Now the data set are ready to analyzed. Next, we will plotting the data.
library(ggplot2)
plot1 <- ggplot(dataframe, aes(x=Date, y=New.Cases)) +
geom_line()
plot2 <- ggplot(dataframe, aes(x=Date, y=New.Deaths)) +
geom_line()
plot3 <- ggplot(dataframe, aes(x=Date, y=New.Recovered)) +
geom_line()
Put each plot into one.
library(gridExtra)
## Warning: package 'gridExtra' was built under R version 4.0.5
grid.arrange(plot1, plot2, plot3, nrow = 3)

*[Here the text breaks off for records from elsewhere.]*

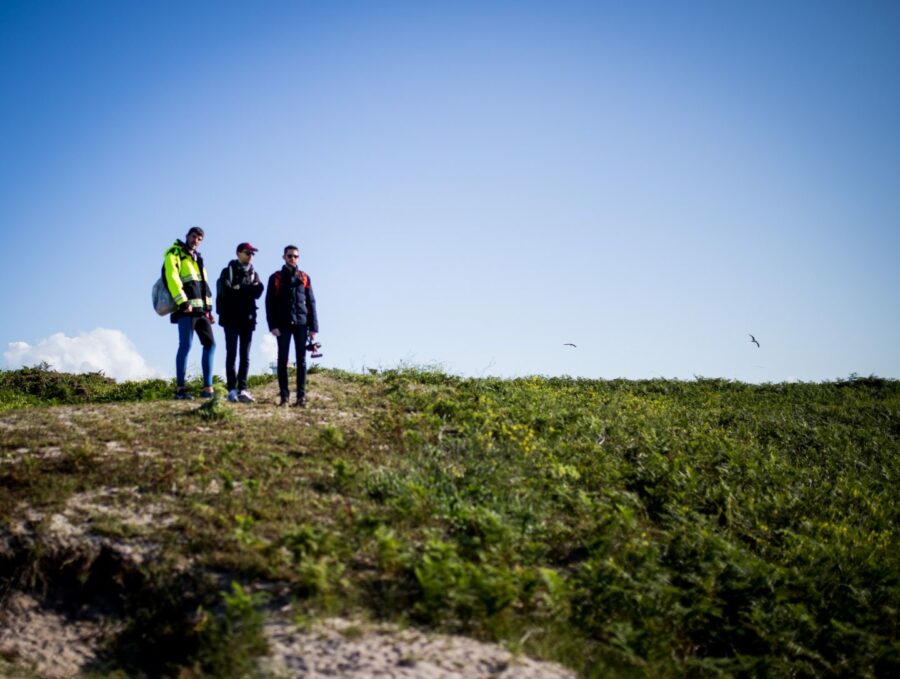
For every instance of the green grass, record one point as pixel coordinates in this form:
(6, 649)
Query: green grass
(623, 528)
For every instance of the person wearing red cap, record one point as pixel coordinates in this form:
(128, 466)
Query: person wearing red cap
(237, 290)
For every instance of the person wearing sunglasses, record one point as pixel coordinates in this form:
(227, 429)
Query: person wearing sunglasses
(291, 314)
(186, 279)
(237, 290)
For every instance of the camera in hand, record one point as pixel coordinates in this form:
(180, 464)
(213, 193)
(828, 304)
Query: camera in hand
(314, 348)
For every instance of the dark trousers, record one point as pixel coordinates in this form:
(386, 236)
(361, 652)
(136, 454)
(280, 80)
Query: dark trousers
(298, 333)
(233, 338)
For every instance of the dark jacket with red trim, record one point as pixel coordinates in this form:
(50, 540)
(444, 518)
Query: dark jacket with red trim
(290, 300)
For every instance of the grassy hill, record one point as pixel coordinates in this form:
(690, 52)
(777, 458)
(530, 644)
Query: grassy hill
(622, 528)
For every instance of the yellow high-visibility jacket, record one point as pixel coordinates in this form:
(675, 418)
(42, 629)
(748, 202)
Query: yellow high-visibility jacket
(187, 280)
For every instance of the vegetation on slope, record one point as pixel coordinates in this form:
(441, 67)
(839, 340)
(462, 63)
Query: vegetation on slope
(652, 527)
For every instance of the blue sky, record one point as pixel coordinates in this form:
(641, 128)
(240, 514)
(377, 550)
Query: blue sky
(471, 184)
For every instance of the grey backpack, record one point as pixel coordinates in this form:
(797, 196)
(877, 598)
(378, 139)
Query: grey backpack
(163, 302)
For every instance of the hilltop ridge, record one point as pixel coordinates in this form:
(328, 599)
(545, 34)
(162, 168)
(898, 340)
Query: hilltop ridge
(611, 526)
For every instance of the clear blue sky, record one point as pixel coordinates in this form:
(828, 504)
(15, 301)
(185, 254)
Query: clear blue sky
(471, 184)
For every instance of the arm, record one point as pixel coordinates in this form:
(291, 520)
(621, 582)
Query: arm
(312, 318)
(271, 305)
(257, 286)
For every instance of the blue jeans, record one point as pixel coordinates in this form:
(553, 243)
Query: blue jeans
(299, 334)
(186, 327)
(233, 338)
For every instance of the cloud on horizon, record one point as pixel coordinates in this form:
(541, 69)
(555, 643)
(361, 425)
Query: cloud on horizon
(102, 349)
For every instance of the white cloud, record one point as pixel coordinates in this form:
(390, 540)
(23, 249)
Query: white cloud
(101, 349)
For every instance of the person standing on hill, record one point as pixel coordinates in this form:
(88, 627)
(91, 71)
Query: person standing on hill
(237, 290)
(186, 279)
(291, 314)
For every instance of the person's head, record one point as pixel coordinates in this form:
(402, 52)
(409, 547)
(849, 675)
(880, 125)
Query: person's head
(245, 253)
(291, 255)
(193, 238)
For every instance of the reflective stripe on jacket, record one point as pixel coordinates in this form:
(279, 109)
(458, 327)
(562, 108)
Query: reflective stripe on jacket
(187, 279)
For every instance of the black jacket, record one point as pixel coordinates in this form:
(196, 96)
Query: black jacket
(290, 300)
(236, 293)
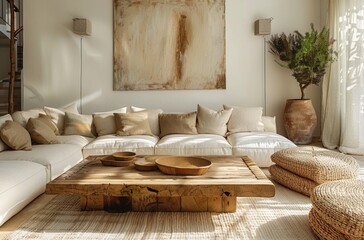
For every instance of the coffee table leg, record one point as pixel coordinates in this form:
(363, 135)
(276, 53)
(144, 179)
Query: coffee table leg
(91, 202)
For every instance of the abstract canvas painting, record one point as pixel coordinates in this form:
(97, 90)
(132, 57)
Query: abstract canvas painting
(169, 44)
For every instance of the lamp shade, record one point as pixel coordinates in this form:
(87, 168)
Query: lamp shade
(82, 26)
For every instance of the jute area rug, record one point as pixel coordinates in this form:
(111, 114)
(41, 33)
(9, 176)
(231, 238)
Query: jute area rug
(281, 217)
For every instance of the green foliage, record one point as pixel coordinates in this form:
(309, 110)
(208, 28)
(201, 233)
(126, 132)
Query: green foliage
(306, 55)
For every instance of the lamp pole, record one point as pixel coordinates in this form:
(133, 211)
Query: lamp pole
(12, 57)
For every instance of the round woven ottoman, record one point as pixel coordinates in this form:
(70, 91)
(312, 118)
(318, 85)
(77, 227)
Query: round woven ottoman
(303, 168)
(338, 210)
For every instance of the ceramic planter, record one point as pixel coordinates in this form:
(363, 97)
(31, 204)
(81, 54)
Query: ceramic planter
(300, 120)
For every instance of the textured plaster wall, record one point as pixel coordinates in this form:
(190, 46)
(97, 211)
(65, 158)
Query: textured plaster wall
(52, 59)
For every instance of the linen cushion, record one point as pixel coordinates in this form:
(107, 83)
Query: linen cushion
(77, 124)
(291, 180)
(48, 121)
(192, 145)
(210, 121)
(259, 146)
(3, 119)
(269, 124)
(108, 144)
(245, 119)
(318, 164)
(20, 183)
(128, 124)
(173, 123)
(58, 114)
(74, 139)
(153, 118)
(22, 117)
(57, 158)
(105, 121)
(40, 132)
(15, 136)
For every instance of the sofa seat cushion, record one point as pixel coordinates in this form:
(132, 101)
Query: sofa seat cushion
(259, 146)
(20, 183)
(57, 158)
(74, 139)
(189, 145)
(108, 144)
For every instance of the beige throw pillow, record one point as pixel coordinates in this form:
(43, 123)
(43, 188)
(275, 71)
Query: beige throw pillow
(212, 122)
(132, 124)
(57, 114)
(40, 132)
(77, 124)
(15, 136)
(153, 118)
(173, 123)
(105, 121)
(3, 119)
(245, 119)
(48, 121)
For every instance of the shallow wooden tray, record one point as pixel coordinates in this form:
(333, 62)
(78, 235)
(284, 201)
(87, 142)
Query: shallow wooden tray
(146, 164)
(183, 165)
(123, 156)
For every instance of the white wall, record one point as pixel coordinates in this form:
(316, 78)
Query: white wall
(52, 58)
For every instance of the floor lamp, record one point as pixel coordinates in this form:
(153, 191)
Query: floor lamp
(262, 27)
(82, 27)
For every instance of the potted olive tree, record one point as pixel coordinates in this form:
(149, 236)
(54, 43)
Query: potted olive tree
(307, 56)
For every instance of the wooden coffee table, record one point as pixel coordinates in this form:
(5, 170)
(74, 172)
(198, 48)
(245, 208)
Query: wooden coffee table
(120, 189)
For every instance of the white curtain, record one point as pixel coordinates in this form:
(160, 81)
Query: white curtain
(343, 87)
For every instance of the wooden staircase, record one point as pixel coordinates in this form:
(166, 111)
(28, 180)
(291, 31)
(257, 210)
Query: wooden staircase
(4, 94)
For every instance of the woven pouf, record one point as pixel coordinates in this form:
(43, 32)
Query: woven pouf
(338, 210)
(317, 164)
(291, 180)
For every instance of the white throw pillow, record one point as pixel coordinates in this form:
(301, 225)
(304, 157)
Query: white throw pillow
(245, 119)
(105, 121)
(212, 122)
(57, 114)
(22, 117)
(269, 124)
(3, 119)
(152, 118)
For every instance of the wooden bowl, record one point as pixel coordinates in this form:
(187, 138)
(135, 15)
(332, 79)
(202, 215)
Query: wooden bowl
(183, 165)
(110, 161)
(123, 156)
(145, 164)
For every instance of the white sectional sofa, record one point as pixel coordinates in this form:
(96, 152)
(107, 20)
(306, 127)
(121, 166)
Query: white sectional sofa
(24, 174)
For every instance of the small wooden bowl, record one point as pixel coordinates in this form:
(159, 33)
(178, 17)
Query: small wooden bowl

The graph shows us that Covid19 case in Indonesia has up and down pattern.
dataframe_cts <- ts(
data = dataframe$New.Cases,
start = min(dataframe$Date),
frequency = 7
)
plot(dataframe_cts, main = "New Cases")
dataframe_dts <- ts(
data = dataframe$New.Death,
start = min(dataframe$Date),
frequency = 7
)
plot(dataframe_dts, main = "New Death Cases")
dataframe_rts <- ts(
data = dataframe$New.Recovered,
start = min(dataframe$Date),
frequency = 7
)
plot(dataframe_rts, main = "New Recovered Cases")
From the plot, we can see that our data’s model is multiplicative. This model assumes that as the data increase, so does the seasonal pattern. In this model, the trend and seasonal components are multiplied and then added to the error component.

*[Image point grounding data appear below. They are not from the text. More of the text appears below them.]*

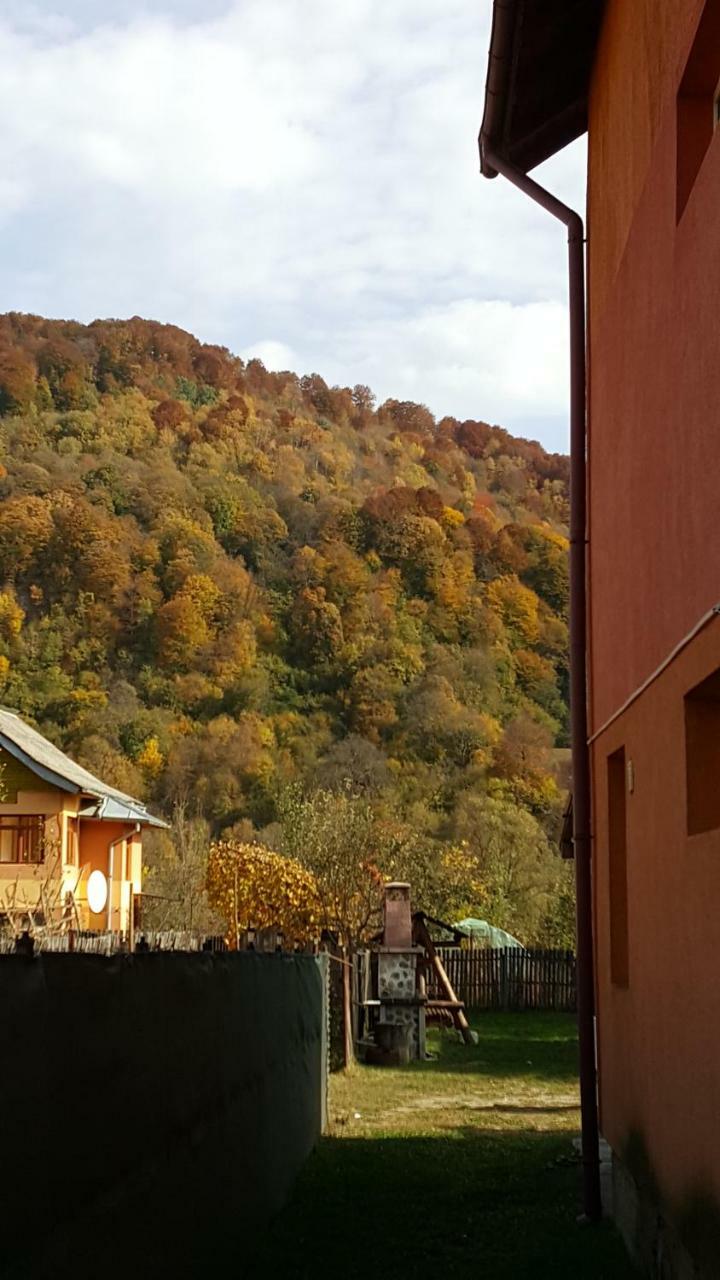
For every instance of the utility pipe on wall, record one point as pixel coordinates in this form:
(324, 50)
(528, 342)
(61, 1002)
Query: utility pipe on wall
(592, 1203)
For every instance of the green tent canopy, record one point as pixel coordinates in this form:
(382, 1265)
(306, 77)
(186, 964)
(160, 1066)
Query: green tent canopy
(487, 935)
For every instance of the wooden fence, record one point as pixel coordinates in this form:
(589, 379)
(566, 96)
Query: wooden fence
(510, 978)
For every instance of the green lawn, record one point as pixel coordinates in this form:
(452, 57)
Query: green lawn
(463, 1165)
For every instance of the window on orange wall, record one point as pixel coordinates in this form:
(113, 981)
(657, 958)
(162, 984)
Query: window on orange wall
(702, 755)
(22, 839)
(618, 867)
(697, 101)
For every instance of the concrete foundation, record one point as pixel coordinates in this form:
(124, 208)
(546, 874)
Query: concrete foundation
(651, 1237)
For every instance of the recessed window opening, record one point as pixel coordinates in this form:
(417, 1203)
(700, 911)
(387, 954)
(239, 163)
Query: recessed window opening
(698, 110)
(618, 853)
(21, 840)
(702, 755)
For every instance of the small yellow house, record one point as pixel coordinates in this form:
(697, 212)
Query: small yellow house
(71, 846)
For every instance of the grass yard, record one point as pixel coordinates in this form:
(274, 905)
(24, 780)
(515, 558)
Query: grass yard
(461, 1165)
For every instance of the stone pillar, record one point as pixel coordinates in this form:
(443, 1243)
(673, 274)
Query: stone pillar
(397, 963)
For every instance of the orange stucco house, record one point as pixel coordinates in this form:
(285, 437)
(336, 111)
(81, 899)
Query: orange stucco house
(642, 77)
(58, 826)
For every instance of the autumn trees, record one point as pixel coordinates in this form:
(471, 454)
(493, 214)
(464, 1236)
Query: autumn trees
(226, 585)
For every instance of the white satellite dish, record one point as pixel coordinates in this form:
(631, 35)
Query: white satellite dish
(96, 891)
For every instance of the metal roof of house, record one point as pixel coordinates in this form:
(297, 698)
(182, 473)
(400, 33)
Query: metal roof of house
(54, 767)
(540, 63)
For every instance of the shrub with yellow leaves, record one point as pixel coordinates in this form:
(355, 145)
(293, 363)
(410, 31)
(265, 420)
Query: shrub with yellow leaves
(253, 887)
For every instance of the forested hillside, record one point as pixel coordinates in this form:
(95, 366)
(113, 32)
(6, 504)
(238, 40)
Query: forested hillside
(223, 588)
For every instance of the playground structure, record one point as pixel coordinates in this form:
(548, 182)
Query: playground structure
(393, 988)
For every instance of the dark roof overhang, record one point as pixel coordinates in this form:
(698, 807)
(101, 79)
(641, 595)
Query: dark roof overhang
(540, 63)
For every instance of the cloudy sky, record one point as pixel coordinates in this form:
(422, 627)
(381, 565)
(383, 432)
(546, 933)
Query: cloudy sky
(296, 179)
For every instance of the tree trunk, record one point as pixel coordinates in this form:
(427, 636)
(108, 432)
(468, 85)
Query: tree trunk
(349, 1048)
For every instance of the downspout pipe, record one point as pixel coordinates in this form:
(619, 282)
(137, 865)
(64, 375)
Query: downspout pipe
(592, 1203)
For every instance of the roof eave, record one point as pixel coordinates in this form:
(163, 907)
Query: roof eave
(511, 24)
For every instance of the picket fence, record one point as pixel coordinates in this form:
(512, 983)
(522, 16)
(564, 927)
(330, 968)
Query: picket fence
(509, 978)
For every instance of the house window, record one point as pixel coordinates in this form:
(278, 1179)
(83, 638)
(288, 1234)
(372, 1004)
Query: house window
(618, 850)
(702, 755)
(697, 101)
(22, 839)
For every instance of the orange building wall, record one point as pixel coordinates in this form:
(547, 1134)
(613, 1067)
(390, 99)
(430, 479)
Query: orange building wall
(94, 851)
(655, 570)
(655, 368)
(659, 1037)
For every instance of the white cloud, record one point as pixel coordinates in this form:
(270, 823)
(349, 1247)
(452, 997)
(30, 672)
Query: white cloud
(276, 356)
(283, 176)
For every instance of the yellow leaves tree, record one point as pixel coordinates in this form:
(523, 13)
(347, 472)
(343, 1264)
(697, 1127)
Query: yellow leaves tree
(516, 606)
(150, 759)
(12, 617)
(253, 887)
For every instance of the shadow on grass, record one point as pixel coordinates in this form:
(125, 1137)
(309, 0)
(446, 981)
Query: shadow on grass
(497, 1201)
(509, 1045)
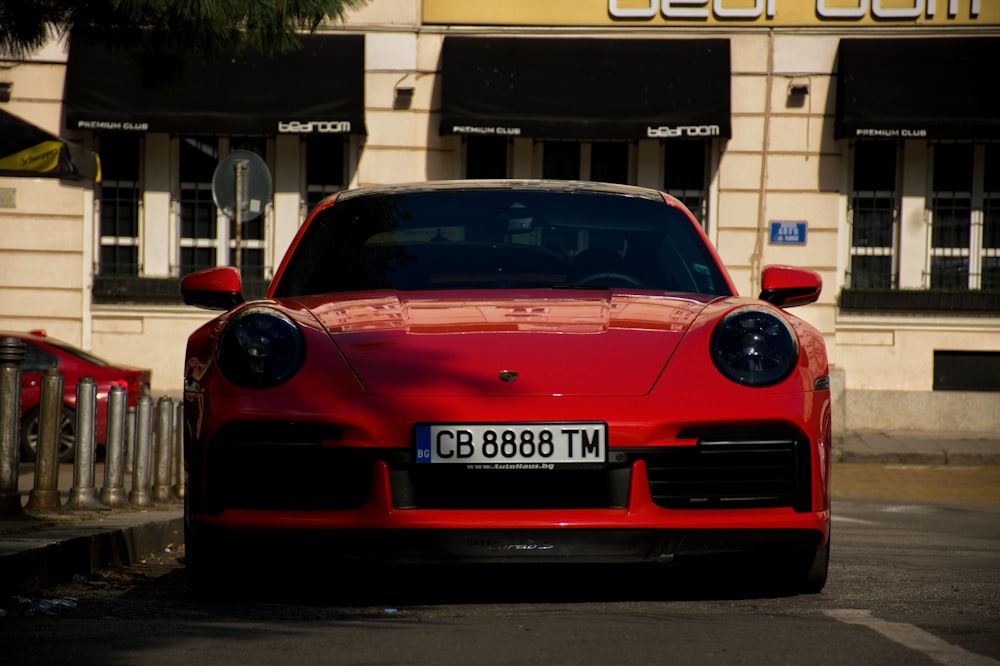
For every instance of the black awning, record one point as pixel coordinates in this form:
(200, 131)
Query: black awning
(934, 88)
(28, 150)
(580, 88)
(316, 89)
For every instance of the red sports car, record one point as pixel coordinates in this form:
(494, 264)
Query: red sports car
(508, 371)
(42, 353)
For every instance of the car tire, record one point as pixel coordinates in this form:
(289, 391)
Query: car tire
(67, 435)
(815, 567)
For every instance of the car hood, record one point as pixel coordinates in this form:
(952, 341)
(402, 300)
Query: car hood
(601, 344)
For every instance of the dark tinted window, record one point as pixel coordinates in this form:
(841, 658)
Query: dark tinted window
(37, 359)
(497, 239)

In this step, we will try to split our data into train and test data. We take data from the last 7 days as train data and the rest as test data.
test <- tail(dataframe_cts, 7)
train <- head(dataframe_cts, length(dataframe_cts) - length(test))
plot(train)
library(forecast)
## Warning: package 'forecast' was built under R version 4.0.5
## Registered S3 method overwritten by 'quantmod':
## method from
## as.zoo.data.frame zoo
train_ets <- ets(y = train, model = "ZZZ")
train_ets
## ETS(A,A,N)
##
## Call:
## ets(y = train, model = "ZZZ")
##
## Smoothing parameters:
## alpha = 0.0969
## beta = 1e-04
##
## Initial states:
## l = -2.7356
## b = 2.8225
##
## sigma: 74.1701
##
## AIC AICc BIC
## 1299.290 1299.942 1312.214
From auto modeling we know that our model have error and trend but don’t have seasonal pattern.
checkresiduals(train_ets)
##
## Ljung-Box test
##
## data: Residuals from ETS(A,A,N)
## Q* = 32.505, df = 6, p-value = 1.305e-05
##
## Model df: 4. Total lags used: 10
plot(train_ets)
train_fore <- forecast(train_ets, 7)
train_fore
## Point Forecast Lo 80 Hi 80 Lo 95 Hi 95
## 99 266.3635 171.3107 361.4163 120.9928 411.7342
## 100 269.1787 173.6795 364.6778 123.1253 415.2320
## 101 271.9938 176.0494 367.9382 125.2595 418.7281
## 102 274.8090 178.4205 371.1975 127.3956 422.2225
## 103 277.6242 180.7928 374.4557 129.5333 425.7151
## 104 280.4394 183.1661 377.7127 131.6727 429.2061
## 105 283.2546 185.5405 380.9686 133.8138 432.6953
plot(train_fore)
accuracy(train_fore, test)
## ME RMSE MAE MPE MAPE MASE ACF1
## Training set -0.7370443 72.64064 44.98850 -Inf Inf 0.6491943 -0.3020417
## Test set 23.3338347 58.31533 48.06015 3.9822 16.78685 0.6935190 NA
The model we made has 16.79 % error. The number of new cases grow rapidly in Jawa Timur and predicted still growing for the next 7 days.